In recent weeks, the top ten participants trading in Shanghai Futures Exchange (SHFE) Gold have been increasing their net length towards record levels, according to TDS senior commodity strategist Daniel Ghali. This trend is attributed to the Trump trade, with discretionary traders in Comex Gold also showing increased interest. However, Ghali warns that upside momentum may be slowing down in the near future.
There are emerging signs of a potential buyer’s strike in Asia, with SGE Gold trading at a slight discount and Chinese Gold ETFs showing signs of disinvestment. This suggests that retail appetite for Gold in the nation is decreasing at current price levels. Discretionary trader positioning in Gold is also higher than market expectations for Fed cuts over the next twelve months, indicating a possible bubble in the market.

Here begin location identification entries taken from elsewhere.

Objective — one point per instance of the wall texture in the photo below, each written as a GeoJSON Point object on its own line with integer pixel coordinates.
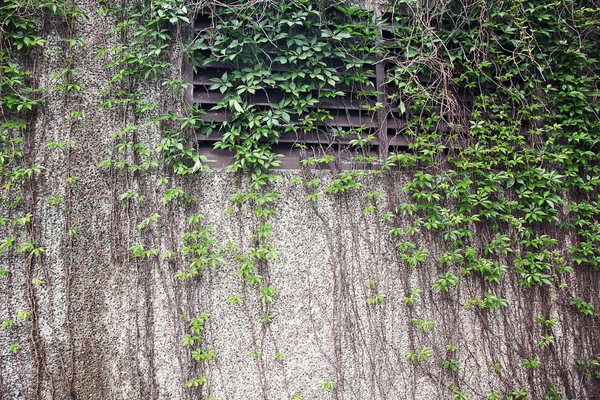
{"type": "Point", "coordinates": [105, 324]}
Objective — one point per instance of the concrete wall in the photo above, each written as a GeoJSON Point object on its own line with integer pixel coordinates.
{"type": "Point", "coordinates": [110, 326]}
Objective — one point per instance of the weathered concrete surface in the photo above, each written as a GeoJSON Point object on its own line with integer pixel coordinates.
{"type": "Point", "coordinates": [111, 325]}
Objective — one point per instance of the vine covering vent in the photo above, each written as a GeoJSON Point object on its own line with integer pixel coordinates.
{"type": "Point", "coordinates": [310, 90]}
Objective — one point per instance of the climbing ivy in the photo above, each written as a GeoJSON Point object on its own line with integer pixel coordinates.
{"type": "Point", "coordinates": [499, 101]}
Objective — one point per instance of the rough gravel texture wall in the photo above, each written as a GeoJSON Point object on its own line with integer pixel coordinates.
{"type": "Point", "coordinates": [111, 326]}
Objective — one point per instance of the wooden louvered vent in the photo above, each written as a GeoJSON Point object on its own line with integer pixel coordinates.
{"type": "Point", "coordinates": [343, 113]}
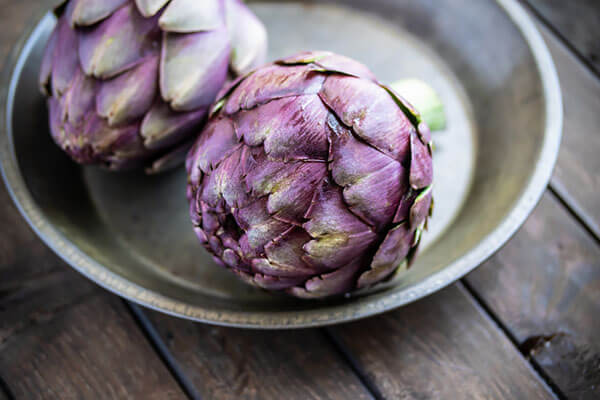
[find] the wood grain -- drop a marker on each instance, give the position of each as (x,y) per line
(63,337)
(227,363)
(441,347)
(576,175)
(578,21)
(545,286)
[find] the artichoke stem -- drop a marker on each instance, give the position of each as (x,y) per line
(425,99)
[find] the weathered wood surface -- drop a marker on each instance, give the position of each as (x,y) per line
(577,173)
(544,285)
(63,337)
(227,363)
(441,347)
(578,21)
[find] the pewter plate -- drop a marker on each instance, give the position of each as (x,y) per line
(131,234)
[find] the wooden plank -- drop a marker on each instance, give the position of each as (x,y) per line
(63,337)
(226,363)
(576,175)
(441,347)
(545,286)
(578,21)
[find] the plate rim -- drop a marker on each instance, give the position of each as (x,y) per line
(328,315)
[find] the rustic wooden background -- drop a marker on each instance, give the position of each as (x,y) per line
(525,325)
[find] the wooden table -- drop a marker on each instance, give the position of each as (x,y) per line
(525,325)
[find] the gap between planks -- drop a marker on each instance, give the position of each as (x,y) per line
(485,310)
(563,40)
(159,346)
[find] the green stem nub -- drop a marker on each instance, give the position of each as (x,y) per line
(424,99)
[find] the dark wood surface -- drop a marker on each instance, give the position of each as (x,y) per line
(524,325)
(227,363)
(545,287)
(442,347)
(577,21)
(576,177)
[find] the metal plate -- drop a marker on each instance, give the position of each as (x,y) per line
(131,233)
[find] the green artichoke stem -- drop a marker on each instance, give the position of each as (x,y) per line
(425,99)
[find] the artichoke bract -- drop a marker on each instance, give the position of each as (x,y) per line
(130,82)
(311,177)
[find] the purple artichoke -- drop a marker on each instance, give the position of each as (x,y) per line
(129,82)
(311,177)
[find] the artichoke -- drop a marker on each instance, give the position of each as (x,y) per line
(310,177)
(129,82)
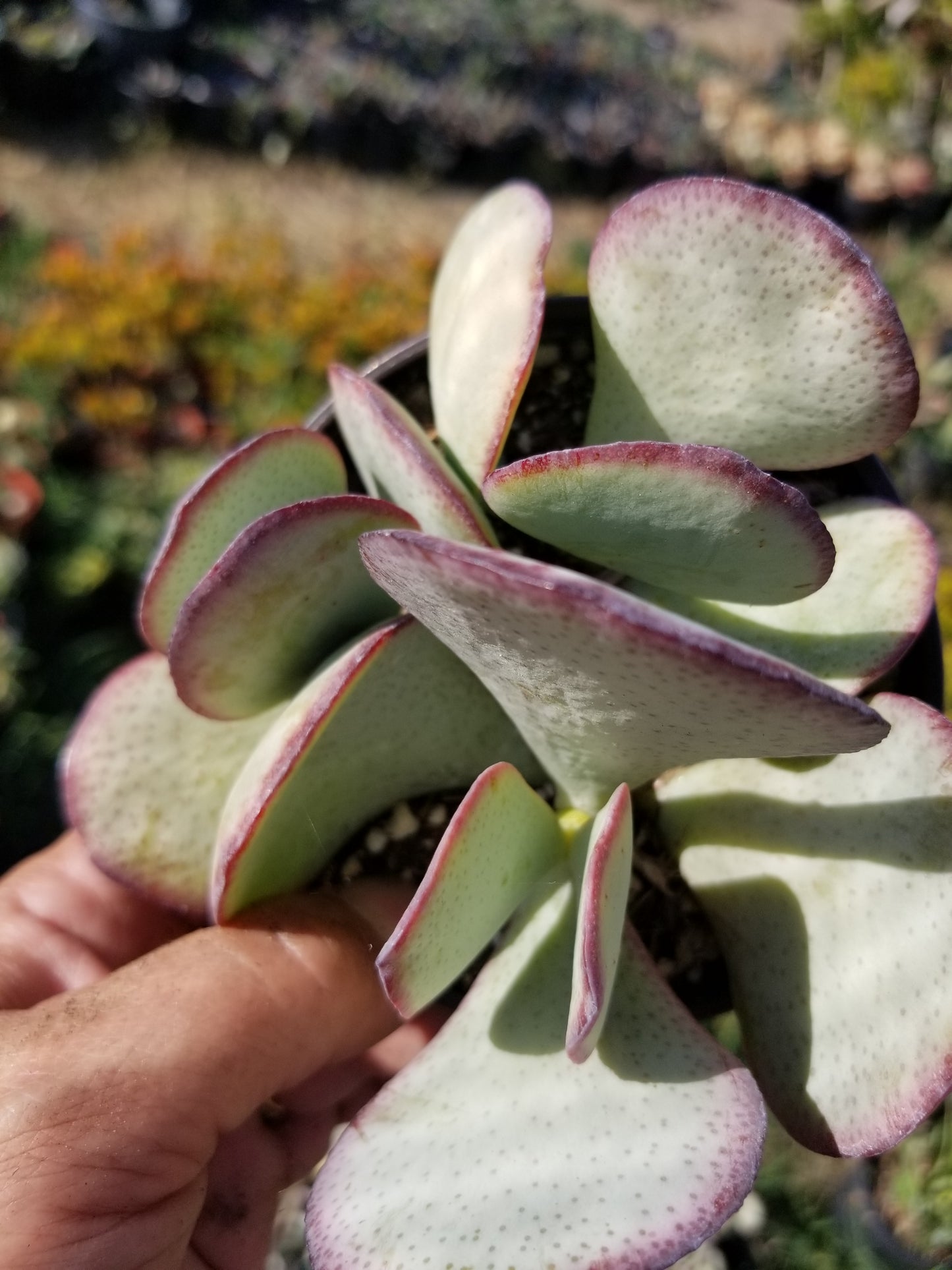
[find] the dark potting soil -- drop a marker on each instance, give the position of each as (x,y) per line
(400,845)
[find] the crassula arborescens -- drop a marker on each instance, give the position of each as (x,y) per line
(320,654)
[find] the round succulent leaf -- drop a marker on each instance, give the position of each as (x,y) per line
(607,689)
(831,887)
(287,593)
(603,902)
(862,623)
(145,779)
(737,316)
(503,840)
(393,716)
(398,461)
(692,519)
(493,1149)
(485,322)
(269,471)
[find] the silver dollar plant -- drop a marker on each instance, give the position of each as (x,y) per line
(320,654)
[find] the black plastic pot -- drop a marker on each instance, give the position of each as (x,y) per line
(403,371)
(860,1217)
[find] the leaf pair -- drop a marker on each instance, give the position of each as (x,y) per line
(167,799)
(519,1153)
(260,579)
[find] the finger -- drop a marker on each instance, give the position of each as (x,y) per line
(227,1016)
(245,1178)
(65,925)
(337,1094)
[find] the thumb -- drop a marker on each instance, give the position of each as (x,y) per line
(223,1019)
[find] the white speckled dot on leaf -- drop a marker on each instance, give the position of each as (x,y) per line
(145,780)
(393,716)
(831,887)
(485,322)
(735,316)
(605,689)
(493,1149)
(860,625)
(271,471)
(693,519)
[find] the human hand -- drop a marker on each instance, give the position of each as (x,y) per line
(140,1060)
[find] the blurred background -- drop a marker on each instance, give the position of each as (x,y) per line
(204,204)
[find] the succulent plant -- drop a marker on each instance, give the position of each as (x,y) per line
(696,634)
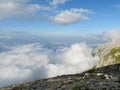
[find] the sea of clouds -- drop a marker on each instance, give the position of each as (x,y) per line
(23,58)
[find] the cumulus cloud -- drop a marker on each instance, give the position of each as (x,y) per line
(56,2)
(19,8)
(33,61)
(71,16)
(116,6)
(112,35)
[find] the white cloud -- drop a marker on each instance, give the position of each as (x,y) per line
(112,35)
(32,61)
(71,16)
(19,8)
(74,59)
(116,6)
(56,2)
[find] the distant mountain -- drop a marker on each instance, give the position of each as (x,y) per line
(108,54)
(104,78)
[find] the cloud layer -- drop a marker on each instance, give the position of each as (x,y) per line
(26,10)
(33,61)
(71,16)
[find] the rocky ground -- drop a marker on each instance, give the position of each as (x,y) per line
(104,78)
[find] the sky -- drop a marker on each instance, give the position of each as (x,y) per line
(72,29)
(59,17)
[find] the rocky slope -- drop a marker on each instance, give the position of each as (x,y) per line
(104,78)
(108,54)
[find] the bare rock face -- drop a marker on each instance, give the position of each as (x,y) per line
(108,54)
(104,78)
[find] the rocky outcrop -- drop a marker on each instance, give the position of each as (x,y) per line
(108,54)
(104,78)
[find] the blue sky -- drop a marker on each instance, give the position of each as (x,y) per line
(59,17)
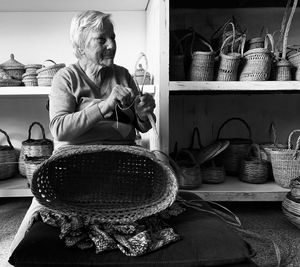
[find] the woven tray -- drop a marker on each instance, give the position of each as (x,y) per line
(111,182)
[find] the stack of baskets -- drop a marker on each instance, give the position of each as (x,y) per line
(46,73)
(30,75)
(8,159)
(13,68)
(286,162)
(291,203)
(33,153)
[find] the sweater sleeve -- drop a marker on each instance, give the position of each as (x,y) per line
(65,122)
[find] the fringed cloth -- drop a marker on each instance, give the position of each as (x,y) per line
(134,239)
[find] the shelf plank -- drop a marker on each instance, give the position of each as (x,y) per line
(235,190)
(15,187)
(235,86)
(45,90)
(72,5)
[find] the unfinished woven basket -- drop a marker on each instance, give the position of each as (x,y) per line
(8,159)
(115,183)
(202,66)
(286,162)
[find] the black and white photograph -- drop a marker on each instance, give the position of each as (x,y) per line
(149,133)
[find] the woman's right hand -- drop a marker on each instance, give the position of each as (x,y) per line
(120,95)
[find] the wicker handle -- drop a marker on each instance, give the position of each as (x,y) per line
(238,119)
(7,138)
(232,36)
(49,60)
(202,40)
(196,134)
(257,151)
(272,133)
(290,139)
(42,129)
(269,39)
(188,154)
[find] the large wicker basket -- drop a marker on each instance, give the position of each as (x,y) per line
(237,150)
(115,183)
(286,162)
(256,63)
(8,159)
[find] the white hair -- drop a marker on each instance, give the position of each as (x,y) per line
(82,24)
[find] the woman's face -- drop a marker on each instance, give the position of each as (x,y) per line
(100,48)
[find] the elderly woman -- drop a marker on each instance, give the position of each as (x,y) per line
(93,100)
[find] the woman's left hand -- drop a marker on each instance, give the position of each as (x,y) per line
(144,105)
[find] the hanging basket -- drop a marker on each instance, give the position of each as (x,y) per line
(237,149)
(286,162)
(256,63)
(229,62)
(254,169)
(266,147)
(202,65)
(8,159)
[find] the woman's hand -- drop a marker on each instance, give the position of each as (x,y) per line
(120,95)
(144,105)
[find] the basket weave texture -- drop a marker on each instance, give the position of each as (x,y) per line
(115,183)
(8,159)
(257,62)
(237,150)
(34,148)
(286,162)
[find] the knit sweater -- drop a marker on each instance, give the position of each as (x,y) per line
(75,117)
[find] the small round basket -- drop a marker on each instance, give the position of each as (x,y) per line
(254,169)
(8,159)
(256,63)
(34,148)
(115,183)
(286,162)
(13,68)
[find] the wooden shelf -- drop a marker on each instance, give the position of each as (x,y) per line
(235,190)
(72,5)
(15,187)
(235,86)
(45,90)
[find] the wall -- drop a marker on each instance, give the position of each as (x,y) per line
(34,37)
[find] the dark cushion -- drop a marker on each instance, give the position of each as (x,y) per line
(206,241)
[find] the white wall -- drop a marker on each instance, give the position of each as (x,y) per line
(36,36)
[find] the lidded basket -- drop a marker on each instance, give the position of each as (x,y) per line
(13,68)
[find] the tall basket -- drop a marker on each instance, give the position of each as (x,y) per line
(202,66)
(237,149)
(8,159)
(229,62)
(256,63)
(286,162)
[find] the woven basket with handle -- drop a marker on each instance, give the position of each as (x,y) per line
(256,63)
(202,65)
(237,149)
(254,169)
(115,183)
(286,162)
(229,62)
(8,159)
(34,148)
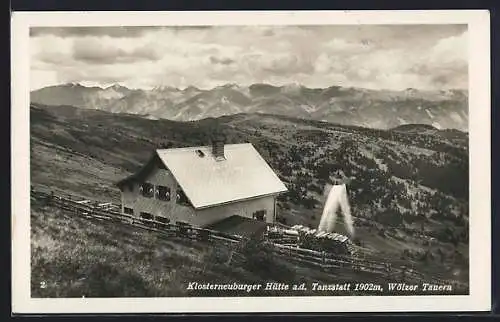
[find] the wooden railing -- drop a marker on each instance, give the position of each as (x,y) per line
(326,260)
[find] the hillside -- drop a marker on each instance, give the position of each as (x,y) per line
(406,186)
(382,109)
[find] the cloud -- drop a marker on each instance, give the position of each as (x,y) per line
(393,57)
(115,32)
(92,50)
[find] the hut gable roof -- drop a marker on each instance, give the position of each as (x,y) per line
(207,182)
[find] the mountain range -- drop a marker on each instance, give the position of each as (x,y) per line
(382,109)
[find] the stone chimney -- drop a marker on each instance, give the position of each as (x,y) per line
(218,149)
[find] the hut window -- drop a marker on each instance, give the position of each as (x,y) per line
(163,193)
(182,198)
(147,190)
(146,215)
(259,215)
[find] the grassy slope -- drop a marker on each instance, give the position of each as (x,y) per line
(84,152)
(75,257)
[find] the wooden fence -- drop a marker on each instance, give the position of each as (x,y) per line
(99,210)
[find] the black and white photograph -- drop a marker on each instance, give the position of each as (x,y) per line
(254,161)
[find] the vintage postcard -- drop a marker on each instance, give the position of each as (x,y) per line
(250,161)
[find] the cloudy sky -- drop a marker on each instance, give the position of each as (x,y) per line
(390,57)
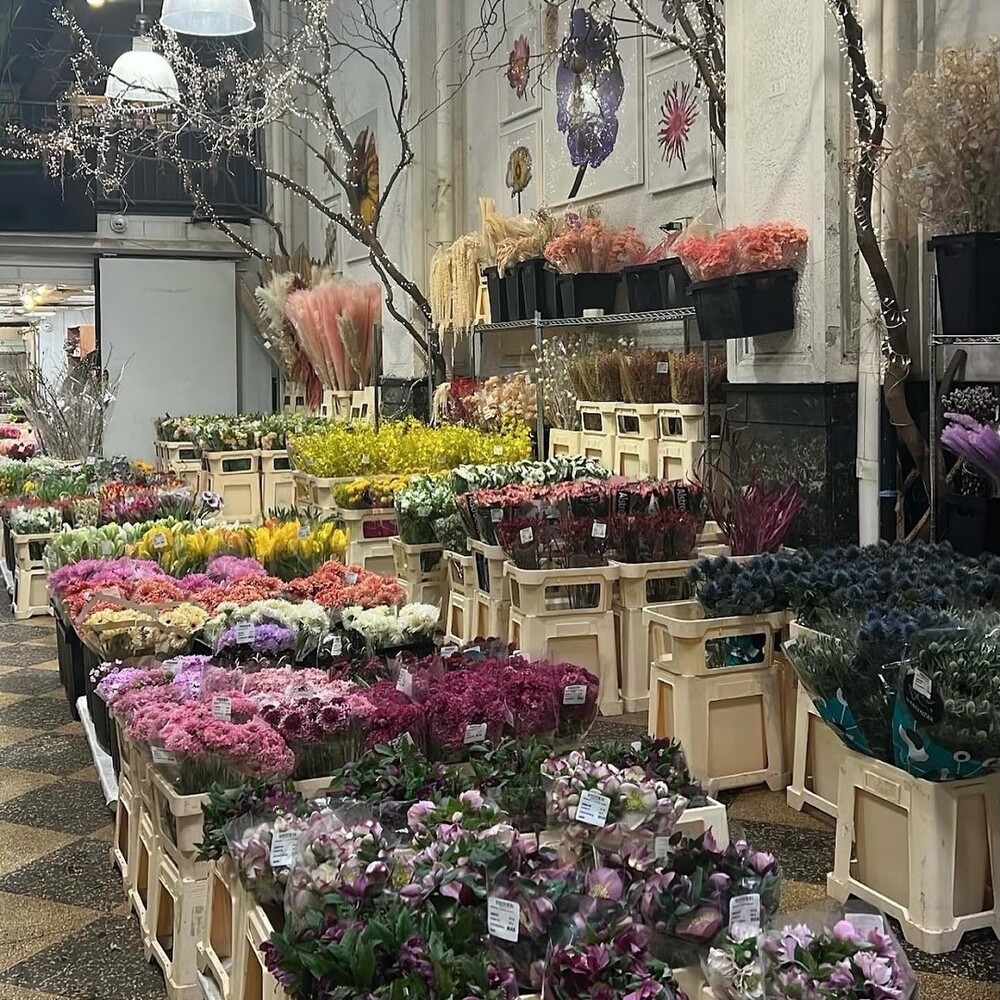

Additionally, there is now downside asymmetry in CTA positioning risks, as algo trend followers are expected to liquidate some length in almost every scenario in the coming week. This means that a continued increase in Gold prices could be detrimental to CTA long positioning, as these funds typically follow vol-targeting risk management frameworks.
Overall, the recent surge in Gold positions by top traders may be reaching its peak, as signs of a potential slowdown in momentum and buyer resistance in Asia emerge. It will be important to monitor CTA positioning risks and watch for any potential liquidation of positions in the near future. Investors should exercise caution and stay informed about market developments to make informed decisions regarding Gold trading.